How to find a solution for this inequation?

Question

what's the best way to find a solution for the following inequation:

$$ \sqrt{x^2-1}>x $$

The result is as Wolfram says:

$$ x \leq-1 $$

Answer 1

The main thing to note is that you mustn't directly square the terms.

1. In order that the inequality makes sense, you need $x^2-1\ge0$
2. Recall that $\sqrt{a}\ge0$ (when $a\ge0$) by definition, so an inequality $\sqrt{a}>b$ where $b<0$ is automatically true as soon as $a\ge0$.
3. If $a\ge0$ and $b\ge0$, the inequality $a>b$ is equivalent to $a^2>b^2$.

So you have two cases to deal with.

Case 1

\begin{cases} x^2-1\ge0\\ x<0 \end{cases} which is equivalent to $x\le-1$

Case 2

\begin{cases} x^2-1\ge0\\ x\ge0\\ (\sqrt{x^2-1})^2>x^2 \end{cases} that has no solution, because the last inequality becomes $-1>0$, which is false.

Answer 2

For this to even make sense, $x$ must be in $(-\infty,-1]\cup[1,\infty)$. If it's in $[1,\infty)$, then $$\sqrt{x^2-1}>x\iff x^2-1>x^2,$$ which is impossible. If, on the other hand, $x$ is in $(-\infty,-1]$, it's trivially true as the left side can't be negative.

Answer 3

The following solution is not the fastest but aims to explain how to select cases for $x$.

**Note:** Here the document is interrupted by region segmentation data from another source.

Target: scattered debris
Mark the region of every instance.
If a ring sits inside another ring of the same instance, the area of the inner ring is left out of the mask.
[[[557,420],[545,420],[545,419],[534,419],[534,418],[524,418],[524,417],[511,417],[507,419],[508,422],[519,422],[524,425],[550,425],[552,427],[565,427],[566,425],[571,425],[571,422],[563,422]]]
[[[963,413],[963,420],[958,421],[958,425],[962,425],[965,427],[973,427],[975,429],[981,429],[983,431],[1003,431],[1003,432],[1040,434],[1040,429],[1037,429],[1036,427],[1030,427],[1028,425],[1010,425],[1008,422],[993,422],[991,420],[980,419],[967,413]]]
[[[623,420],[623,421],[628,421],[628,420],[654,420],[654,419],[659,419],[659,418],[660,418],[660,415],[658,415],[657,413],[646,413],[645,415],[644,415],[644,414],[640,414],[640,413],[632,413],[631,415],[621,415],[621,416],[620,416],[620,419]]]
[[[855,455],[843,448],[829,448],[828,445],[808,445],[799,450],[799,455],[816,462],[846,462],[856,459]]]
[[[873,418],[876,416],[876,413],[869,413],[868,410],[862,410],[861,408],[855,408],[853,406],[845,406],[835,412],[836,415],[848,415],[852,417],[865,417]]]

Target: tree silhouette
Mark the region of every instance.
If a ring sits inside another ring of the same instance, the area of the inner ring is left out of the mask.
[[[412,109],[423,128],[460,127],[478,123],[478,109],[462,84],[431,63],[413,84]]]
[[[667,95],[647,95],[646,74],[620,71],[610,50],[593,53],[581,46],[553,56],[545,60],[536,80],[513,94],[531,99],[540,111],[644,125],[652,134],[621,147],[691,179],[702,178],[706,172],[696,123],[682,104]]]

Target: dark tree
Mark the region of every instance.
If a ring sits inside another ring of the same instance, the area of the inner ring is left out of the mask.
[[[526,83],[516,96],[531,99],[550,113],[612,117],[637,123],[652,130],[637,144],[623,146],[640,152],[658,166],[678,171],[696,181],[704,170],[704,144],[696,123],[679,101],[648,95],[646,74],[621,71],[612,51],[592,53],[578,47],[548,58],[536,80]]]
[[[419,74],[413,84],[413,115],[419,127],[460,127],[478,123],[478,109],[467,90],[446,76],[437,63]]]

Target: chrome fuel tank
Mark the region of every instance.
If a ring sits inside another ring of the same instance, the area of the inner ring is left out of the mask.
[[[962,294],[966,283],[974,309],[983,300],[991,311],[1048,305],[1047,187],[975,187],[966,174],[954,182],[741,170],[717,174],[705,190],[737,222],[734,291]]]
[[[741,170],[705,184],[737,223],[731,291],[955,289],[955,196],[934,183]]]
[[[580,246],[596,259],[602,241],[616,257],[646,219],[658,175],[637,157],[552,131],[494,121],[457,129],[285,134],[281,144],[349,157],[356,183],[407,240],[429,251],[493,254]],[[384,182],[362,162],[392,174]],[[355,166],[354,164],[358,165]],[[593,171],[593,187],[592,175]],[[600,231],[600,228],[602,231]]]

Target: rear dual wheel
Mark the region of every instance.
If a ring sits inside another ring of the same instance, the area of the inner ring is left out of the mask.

Firstly exclude the cases that $-1<x<1$ because in that case the term $x^2-1$ inside the square root would be negative, since $$x^2-1<0 \iff x^2<1 \overset{\sqrt{\cdot}}\iff |x|<1 \iff -1<x<1$$ Now, select cases

• Let $x\ge 1$. Then you can divide both sides with $x$ without changing the direction of the inequality sign and you obtain $$\frac{\sqrt{x^2-1}}{x}>1 \iff \sqrt{\frac{x^2-1}{x^2}}>1\iff \sqrt{1-\frac{1}{x^2}}>1$$ But the root of the number is greater than $1$ if (and only if) the number is greater than $1$ so the last equation reduces to $$1-\frac{1}{x^2}>1 \iff -\frac{1}{x^2}>0$$ which is however impossible since $x^2>0$ (in particular for $x>1$ as we have assumed in this case).
• Let $x\le -1$. Then you can divide both sides with $x$ but now you have to change the direction of the inequality sign (since you divide with a negative number) and thus you obtain $$\frac{\sqrt{x^2-1}}{x}<1 \iff \sqrt{\frac{x^2-1}{x^2}}<1\iff \sqrt{1-\frac{1}{x^2}}<1$$ But the root of the number is less than $1$ if (and only if) the number is less than $1$ so the last equation reduces to $$1-\frac{1}{x^2}<1 \iff -\frac{1}{x^2}<0$$ which is always true since $x^2>0$ and therefore $$-x^2<0 \iff -\frac{1}{x^2}<0$$ So the inequality is true always under this cases, therefore the inequality holds for every $$x\le-1$$ and there are no other solutions as we saw with the previous cases.